WEEK 2: “Open Source” mini project

AS A MAINTAINER:

  • Your back-end application should be fully documented with SETUP instructions and CONTRIBUTING guidelines.
  • Your scrum board should be publicly viewable and several issues should be available for contributors to choose from.
  • Available issues should be thoroughly documented, giving good context and laying out clear expectations in order for contributors to have a clear idea of what to work on.
  • When contributors create a PR, conduct a thorough code review, leave comments with requests for tweaks, and eventually close or merge the PR.

AS A CONTRIBUTOR:

  • You will find an open issue to work on and communicate your intent to work on that issue to the maintainers.
  • Set up the repo according to the SETUP instructions documented in the repo you will be working on.
  • Be sure your contributions conform to the standards provided by the maintainer’s CONTRIBUTING documentation.
  • Respond to requests for updates or changes on your PR.
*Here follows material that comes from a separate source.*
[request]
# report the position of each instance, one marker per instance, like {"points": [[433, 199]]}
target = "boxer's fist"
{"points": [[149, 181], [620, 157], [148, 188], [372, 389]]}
WEEK 2: Front-End Documentation site

  • Create a separate front-end repository that will consume and document the back-end repository.
  • Provide a page that documents the available endpoints, the data that will be received, and the data the user must send.
  • The site should be interactive, allowing a developer to “try out” endpoints. Think of building out something like Postman specifically for your back-end.
  • This front-end documentation site should be a single page and can be written in Javascript, jQuery, or React.
  • The documentation site must be deployed to Heroku using continuous integration with TravisCI.

Evaluations

We will have two evaluations throughout the course of the project.

At the end of Week 1, we will have a benchmark to see whether or not the Week 1 expectations are met.

At the end of Week 2, we will have an evaluation to look over the server, the PRs from the mini open source project, and the front-end documentation site.

To pass the project, all base expectations must be met in a timely manner.


Common Gotchas with Seeding Data:

  • You’ll probably have to do some sort of data manipulation/massaging before you try to seed. Think about how YOU want YOUR data to look before just dumping the data you found into your database. Do any manipulations you need to on your dataset before trying to seed. (e.g. you might want to rename, delete, or add columns)
  • The data records you pull might already have unique IDs on them. Feel free to use these as your primary keys instead of wiping them out and creating new ones.
  • You’re going to be seeding a lot of data all at once. Recall the “Seeding Large Datasets” example from the Knex Lesson Plan and brush up on how to work with Promise.all()
  • Remember you often have to RETURN the Promises you’re using in your seed file. If you aren’t getting any errors, but your data isn’t being seeded, you’re likely forgetting a return statement.
  • If you’re trying to transform data from a CSV file, avoid using this library.